CNNs 101: How do they work? (Part 1 of 3)

In this series of posts I will be going through how convolutional neural networks (CNNs) do what they do. I will attempt to explain it in a way that is both accessible and comprehensive. I will not be assuming any prior knowledge about neural networks, nor will I be discussing the history of these networks. This series is primarily for those who have heard about CNNs and need a primer in order to effectively use them for their research and/or commercial product, or just want to impress their friends by using big words.

This will be a three part series and here is where I see it going (*you are here): 

  1. Overview of CNNs*

    • What they are good at

    • What a basic CNN looks like

    • The basic mechanisms involved

  2. Opening the black box

    • What exactly is happening inside CNNs

    • What do we have control over?

      • Introduction to parameters that we can directly change (Hyperparameters)

  3. Practical applications

All right, without further ado, why don't we begin the series.


Overview of Convolutional Neural Networks (CNNs)

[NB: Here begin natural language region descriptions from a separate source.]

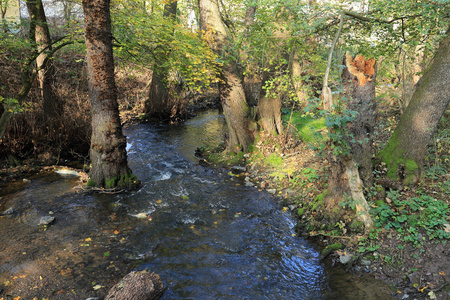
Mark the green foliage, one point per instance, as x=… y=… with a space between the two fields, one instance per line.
x=150 y=38
x=304 y=177
x=273 y=160
x=413 y=218
x=310 y=129
x=337 y=130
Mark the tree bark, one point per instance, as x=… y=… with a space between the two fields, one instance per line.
x=296 y=77
x=107 y=153
x=360 y=91
x=405 y=151
x=252 y=84
x=161 y=102
x=40 y=35
x=351 y=172
x=231 y=90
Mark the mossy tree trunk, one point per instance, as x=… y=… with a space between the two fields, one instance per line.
x=40 y=35
x=360 y=92
x=162 y=102
x=232 y=95
x=351 y=172
x=405 y=151
x=108 y=154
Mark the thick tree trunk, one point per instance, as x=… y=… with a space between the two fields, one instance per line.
x=252 y=84
x=352 y=171
x=405 y=152
x=231 y=90
x=161 y=102
x=269 y=112
x=40 y=35
x=108 y=154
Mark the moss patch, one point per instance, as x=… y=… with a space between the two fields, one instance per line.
x=274 y=160
x=309 y=128
x=127 y=181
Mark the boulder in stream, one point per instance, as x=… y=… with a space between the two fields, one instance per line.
x=47 y=220
x=137 y=285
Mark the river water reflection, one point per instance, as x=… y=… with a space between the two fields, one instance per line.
x=206 y=234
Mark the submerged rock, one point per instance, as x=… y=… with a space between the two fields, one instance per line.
x=9 y=211
x=238 y=169
x=47 y=220
x=137 y=285
x=345 y=259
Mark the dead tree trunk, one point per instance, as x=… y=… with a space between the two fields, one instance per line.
x=232 y=95
x=352 y=171
x=405 y=152
x=40 y=35
x=162 y=102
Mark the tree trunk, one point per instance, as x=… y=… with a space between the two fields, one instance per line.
x=269 y=112
x=405 y=152
x=231 y=90
x=296 y=77
x=351 y=172
x=40 y=35
x=360 y=91
x=161 y=103
x=107 y=153
x=252 y=84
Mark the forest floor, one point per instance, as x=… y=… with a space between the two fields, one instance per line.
x=412 y=255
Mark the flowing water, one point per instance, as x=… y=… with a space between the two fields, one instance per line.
x=206 y=234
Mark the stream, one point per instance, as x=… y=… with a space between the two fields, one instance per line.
x=205 y=233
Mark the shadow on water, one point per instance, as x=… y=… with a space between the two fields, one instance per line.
x=207 y=235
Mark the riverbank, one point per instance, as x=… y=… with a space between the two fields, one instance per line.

In my previous post I had stated that CNNs are very good at categorization and that their preferred input is image files. Indeed, CNNs do a great job at leveraging spatial invariance that is shared between groups and that is unique within a group. What I mean by this, is that CNNs capitalize on areas of images that are unique to a given category to help it classify the image as such. In order to get a handle on how it does this, it may be helpful to first see a visualization of a basic CNN.

  Figure 1:  A visualization of a very basic CNN architecture. From left to right: Input layer displaying an image of a couple of boats, convolutions are performed to give rise to a series of activation maps, pooling is then preformed on the activation maps which reduces the overall number of activations, convolution and pooling is done again before unraveling and fully connecting the activation maps, the values from fully connected activation maps are then ultimately used for determining the category of the image.  This image is from a  post from WildML  about applying CNNs to natural language processing.

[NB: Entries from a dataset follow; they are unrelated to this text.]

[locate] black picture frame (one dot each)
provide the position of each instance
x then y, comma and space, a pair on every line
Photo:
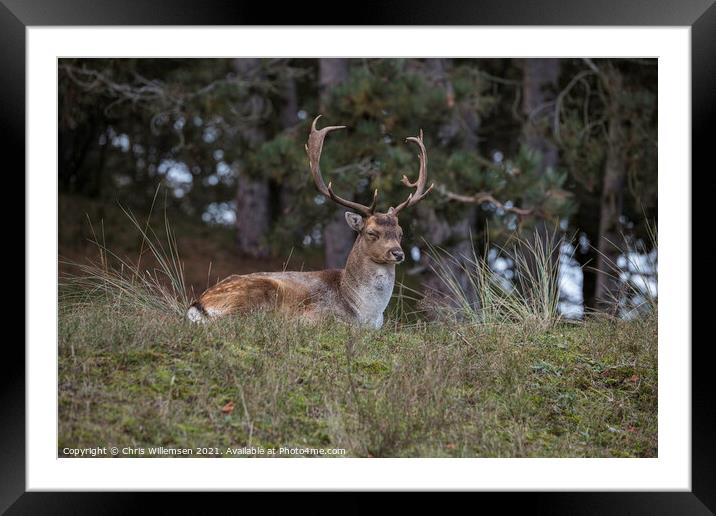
17, 15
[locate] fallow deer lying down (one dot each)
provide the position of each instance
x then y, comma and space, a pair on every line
357, 294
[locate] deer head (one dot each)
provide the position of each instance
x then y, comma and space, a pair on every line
379, 234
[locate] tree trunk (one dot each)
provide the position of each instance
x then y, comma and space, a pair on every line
608, 282
253, 213
539, 81
460, 130
337, 236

Figure 1: A visualization of a very basic CNN architecture. From left to right: Input layer displaying an image of a couple of boats, convolutions are performed to give rise to a series of activation maps, pooling is then preformed on the activation maps which reduces the overall number of activations, convolution and pooling is done again before unraveling and fully connecting the activation maps, the values from fully connected activation maps are then ultimately used for determining the category of the image.

This image is from a post from WildML about applying CNNs to natural language processing.

I realize that this may be a touch confusing when first looking at it so lets go through each stage in turn.

Input layer

In the above image, the input layer is the picture of the boats on the water. Now, I think that is safe to say that computers don't see images the way people do. Maybe. When we see an image, all the processing is already done and we see an entire scene and can say with certain level of assuredness what is in the picture. Computers don't come with the implicit knowledge that we have built up over the years and only see a smattering of numbers, in the form of a matrix (intuitive example of computer vision: name this movie), representing color hues and the presence or absence of color. 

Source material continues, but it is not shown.